13.15 Faktoren, welche die Biotransformation von Fremdstoffen beeinflussen
Der Aufnahmeweg und die in den Körper gelangte Menge einer Substanz beeinflussen Ausmaß und Wege ihrer Biotransformation. Stoffe, die aus dem Darm aufgenommen und damit über die Pfortader direkt in die Leber transportiert werden, unterliegen dort quantitativ über leberspezifische Enzyme einer Metabolisierung und gelangen damit nur in geringer Menge in andere Organe. Diese Biotransformation wird als hepatischer First-Pass-Effekt bezeichnet. Wird dagegen eine Substanz intravenös injiziert oder inhaliert, verteilt sie sich im Körper und gelangt zu den verschiedenen Organen und wird dort metabolisiert. Die Verfügbarkeit eines Stoffes in einem Organ ist damit abhängig vom Aufnahmeweg sowie ihrer Wasserbzw. Fettlöslichkeit, da nur Letztere die Zellmembranen durchdringen, während die wasserlöslichen ausgeschieden werden. Einige Fremdstoffe liegen im Organismus zum größten Teil in einer proteingebundenen Form im Blut oder auch in Organen vor. Da die so gebundenen Substanzen für eine toxische Wirkung oder für die Ausscheidung nicht verfügbar sind, hat die Proteinbindung einen großen Effekt auf die Verfügbarkeit des Fremdstoffes in der Zelle und damit auf ihre Toxizität sowie die Ausscheidungsgeschwindigkeit.

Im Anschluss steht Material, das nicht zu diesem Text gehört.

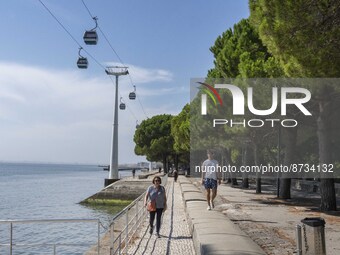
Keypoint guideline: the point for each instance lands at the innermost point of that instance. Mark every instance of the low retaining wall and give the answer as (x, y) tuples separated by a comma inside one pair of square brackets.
[(213, 232)]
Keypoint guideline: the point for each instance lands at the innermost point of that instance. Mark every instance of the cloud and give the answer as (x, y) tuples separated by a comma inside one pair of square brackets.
[(65, 116), (145, 75)]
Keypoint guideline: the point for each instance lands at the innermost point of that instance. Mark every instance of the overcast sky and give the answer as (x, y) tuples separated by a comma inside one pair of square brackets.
[(51, 111)]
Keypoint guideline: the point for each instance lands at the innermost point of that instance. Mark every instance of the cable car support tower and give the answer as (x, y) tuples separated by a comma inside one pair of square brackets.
[(113, 174)]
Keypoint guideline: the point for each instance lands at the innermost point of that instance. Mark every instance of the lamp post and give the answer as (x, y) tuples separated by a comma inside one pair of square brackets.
[(113, 173)]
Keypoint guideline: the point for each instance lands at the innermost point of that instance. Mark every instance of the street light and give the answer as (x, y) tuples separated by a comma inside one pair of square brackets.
[(113, 173)]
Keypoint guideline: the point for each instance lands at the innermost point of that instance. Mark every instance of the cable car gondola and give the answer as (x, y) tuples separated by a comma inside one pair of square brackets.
[(82, 62), (90, 36), (122, 106), (132, 94)]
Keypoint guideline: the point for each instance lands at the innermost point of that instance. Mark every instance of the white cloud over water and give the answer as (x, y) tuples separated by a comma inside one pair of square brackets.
[(66, 116)]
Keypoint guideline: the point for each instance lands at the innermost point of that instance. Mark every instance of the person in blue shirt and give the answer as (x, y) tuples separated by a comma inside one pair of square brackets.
[(210, 176), (156, 192)]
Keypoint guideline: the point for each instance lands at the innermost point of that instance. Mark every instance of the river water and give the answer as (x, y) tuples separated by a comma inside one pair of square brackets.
[(50, 191)]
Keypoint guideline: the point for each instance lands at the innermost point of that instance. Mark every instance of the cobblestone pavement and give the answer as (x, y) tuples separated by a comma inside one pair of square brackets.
[(175, 234)]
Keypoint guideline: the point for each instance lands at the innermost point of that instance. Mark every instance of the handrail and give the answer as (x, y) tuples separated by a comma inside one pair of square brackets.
[(120, 242), (54, 245)]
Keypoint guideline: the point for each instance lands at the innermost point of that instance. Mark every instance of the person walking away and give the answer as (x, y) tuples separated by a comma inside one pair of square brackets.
[(156, 193), (175, 175), (210, 176)]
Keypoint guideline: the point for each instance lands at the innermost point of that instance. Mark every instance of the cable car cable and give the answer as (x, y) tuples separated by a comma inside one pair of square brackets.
[(120, 60), (65, 29)]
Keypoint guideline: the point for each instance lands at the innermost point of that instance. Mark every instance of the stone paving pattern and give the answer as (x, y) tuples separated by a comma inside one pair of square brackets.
[(175, 235)]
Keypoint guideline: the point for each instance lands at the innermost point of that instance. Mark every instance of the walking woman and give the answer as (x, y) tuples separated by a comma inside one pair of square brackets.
[(156, 197)]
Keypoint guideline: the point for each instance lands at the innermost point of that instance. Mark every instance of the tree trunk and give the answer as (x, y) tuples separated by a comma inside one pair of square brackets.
[(258, 174), (290, 150), (165, 167), (327, 190), (245, 179)]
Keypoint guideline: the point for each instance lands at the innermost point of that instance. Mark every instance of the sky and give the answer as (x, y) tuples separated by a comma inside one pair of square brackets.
[(53, 112)]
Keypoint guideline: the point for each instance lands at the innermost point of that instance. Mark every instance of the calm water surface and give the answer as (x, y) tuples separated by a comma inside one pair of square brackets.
[(50, 191)]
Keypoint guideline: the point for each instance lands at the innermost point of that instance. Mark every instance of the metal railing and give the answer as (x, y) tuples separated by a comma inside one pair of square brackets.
[(12, 244), (131, 217)]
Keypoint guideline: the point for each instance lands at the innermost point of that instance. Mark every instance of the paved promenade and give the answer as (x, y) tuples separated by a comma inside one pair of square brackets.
[(175, 234)]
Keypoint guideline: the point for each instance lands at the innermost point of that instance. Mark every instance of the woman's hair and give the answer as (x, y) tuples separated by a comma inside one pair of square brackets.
[(156, 177)]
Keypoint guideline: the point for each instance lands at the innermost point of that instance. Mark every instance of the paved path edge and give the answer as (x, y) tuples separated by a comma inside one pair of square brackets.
[(213, 232)]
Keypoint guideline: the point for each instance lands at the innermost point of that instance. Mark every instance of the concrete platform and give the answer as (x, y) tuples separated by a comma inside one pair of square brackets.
[(213, 232)]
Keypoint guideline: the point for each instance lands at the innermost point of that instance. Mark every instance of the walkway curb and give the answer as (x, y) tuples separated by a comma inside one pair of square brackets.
[(212, 232)]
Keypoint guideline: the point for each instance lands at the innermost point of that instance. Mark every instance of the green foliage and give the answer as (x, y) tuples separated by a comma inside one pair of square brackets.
[(153, 138), (180, 130), (304, 35), (241, 53)]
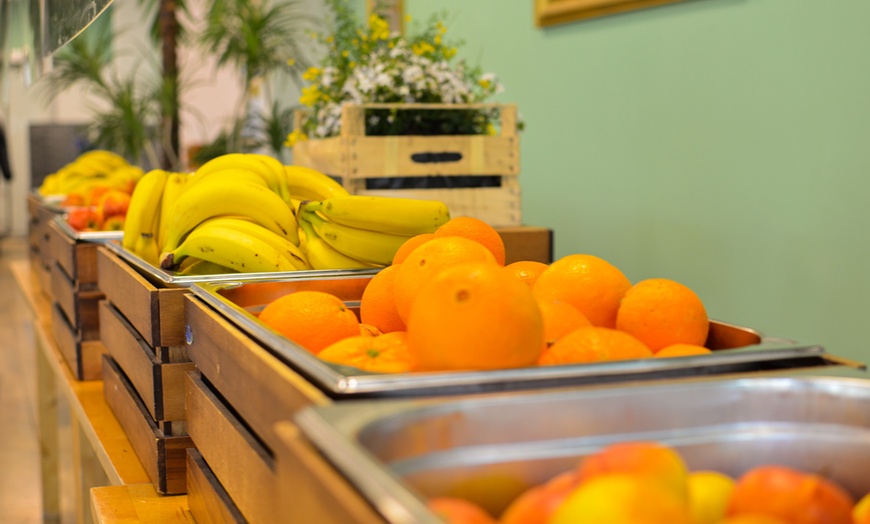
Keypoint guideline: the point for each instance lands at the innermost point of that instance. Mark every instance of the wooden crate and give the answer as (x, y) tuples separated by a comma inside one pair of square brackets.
[(353, 158), (157, 375), (77, 258), (241, 464), (82, 356), (319, 492), (208, 501), (259, 387), (157, 313), (80, 306), (164, 457)]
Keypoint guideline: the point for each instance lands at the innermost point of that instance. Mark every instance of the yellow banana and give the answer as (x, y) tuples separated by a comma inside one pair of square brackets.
[(323, 256), (399, 216), (173, 188), (242, 224), (267, 167), (146, 248), (207, 200), (374, 247), (305, 183), (229, 248), (143, 212)]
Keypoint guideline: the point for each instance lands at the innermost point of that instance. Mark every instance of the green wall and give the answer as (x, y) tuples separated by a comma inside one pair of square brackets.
[(721, 143)]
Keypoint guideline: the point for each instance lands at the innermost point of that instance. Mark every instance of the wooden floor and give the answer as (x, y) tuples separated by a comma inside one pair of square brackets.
[(20, 493)]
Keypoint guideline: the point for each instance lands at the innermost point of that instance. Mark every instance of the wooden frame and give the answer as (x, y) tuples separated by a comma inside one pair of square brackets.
[(552, 12)]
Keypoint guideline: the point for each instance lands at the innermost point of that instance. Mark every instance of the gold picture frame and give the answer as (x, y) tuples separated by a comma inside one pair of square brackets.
[(552, 12)]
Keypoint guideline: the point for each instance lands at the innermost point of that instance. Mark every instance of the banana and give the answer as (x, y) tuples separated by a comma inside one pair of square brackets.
[(146, 248), (399, 216), (229, 248), (267, 167), (242, 224), (174, 186), (207, 200), (369, 246), (305, 183), (323, 256), (144, 209)]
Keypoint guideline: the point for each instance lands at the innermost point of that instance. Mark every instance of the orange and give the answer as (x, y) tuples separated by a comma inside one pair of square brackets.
[(537, 504), (591, 284), (378, 303), (526, 271), (661, 312), (311, 319), (368, 330), (560, 318), (640, 458), (622, 498), (383, 354), (594, 344), (454, 510), (474, 316), (477, 230), (410, 245), (427, 260), (682, 350), (791, 495)]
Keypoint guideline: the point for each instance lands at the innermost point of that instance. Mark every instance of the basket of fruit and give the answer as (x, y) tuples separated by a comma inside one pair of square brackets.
[(783, 449)]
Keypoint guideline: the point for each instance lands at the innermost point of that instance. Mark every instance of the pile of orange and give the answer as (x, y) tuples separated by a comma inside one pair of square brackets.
[(460, 307), (646, 482)]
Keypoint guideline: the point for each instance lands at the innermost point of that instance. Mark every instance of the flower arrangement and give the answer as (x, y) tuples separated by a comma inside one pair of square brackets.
[(372, 65)]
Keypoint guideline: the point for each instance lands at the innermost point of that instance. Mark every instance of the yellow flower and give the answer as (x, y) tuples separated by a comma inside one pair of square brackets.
[(311, 74), (294, 138), (310, 95)]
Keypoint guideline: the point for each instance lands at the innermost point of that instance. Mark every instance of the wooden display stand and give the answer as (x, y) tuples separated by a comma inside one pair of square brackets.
[(353, 158), (142, 330)]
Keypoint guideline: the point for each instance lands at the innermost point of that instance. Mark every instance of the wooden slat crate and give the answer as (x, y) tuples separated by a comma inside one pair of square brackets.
[(156, 313), (156, 375), (82, 356), (164, 457), (240, 462), (208, 501), (353, 158)]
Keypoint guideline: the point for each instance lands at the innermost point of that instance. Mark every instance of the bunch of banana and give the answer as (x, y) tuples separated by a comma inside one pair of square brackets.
[(89, 170), (353, 231)]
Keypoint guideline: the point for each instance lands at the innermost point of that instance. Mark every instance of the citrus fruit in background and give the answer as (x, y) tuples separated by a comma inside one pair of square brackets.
[(594, 344), (477, 230), (378, 302), (537, 504), (382, 354), (560, 318), (454, 510), (474, 316), (682, 350), (622, 498), (422, 264), (311, 319), (410, 245), (791, 495), (861, 511), (526, 271), (661, 312), (642, 459), (709, 492), (368, 330), (591, 284)]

Auch Ernährung, Geschlecht, Lebensumstände, Alter und genetische Veranlagung können die Aktivität einzelner Stoffwechselenzyme beeinflussen. Bei Neugeborenen ist die Kapazität für den Stoffwechsel für einige Fremdstoffe gering, entsprechende Enzymaktivitäten entwickeln sich erst in den ersten sechs Lebensmonaten. Im fortgeschrittenen Alter geht die Kapazität des Körpers zur Verstoffwechslung von Fremdstoffen wieder zurück.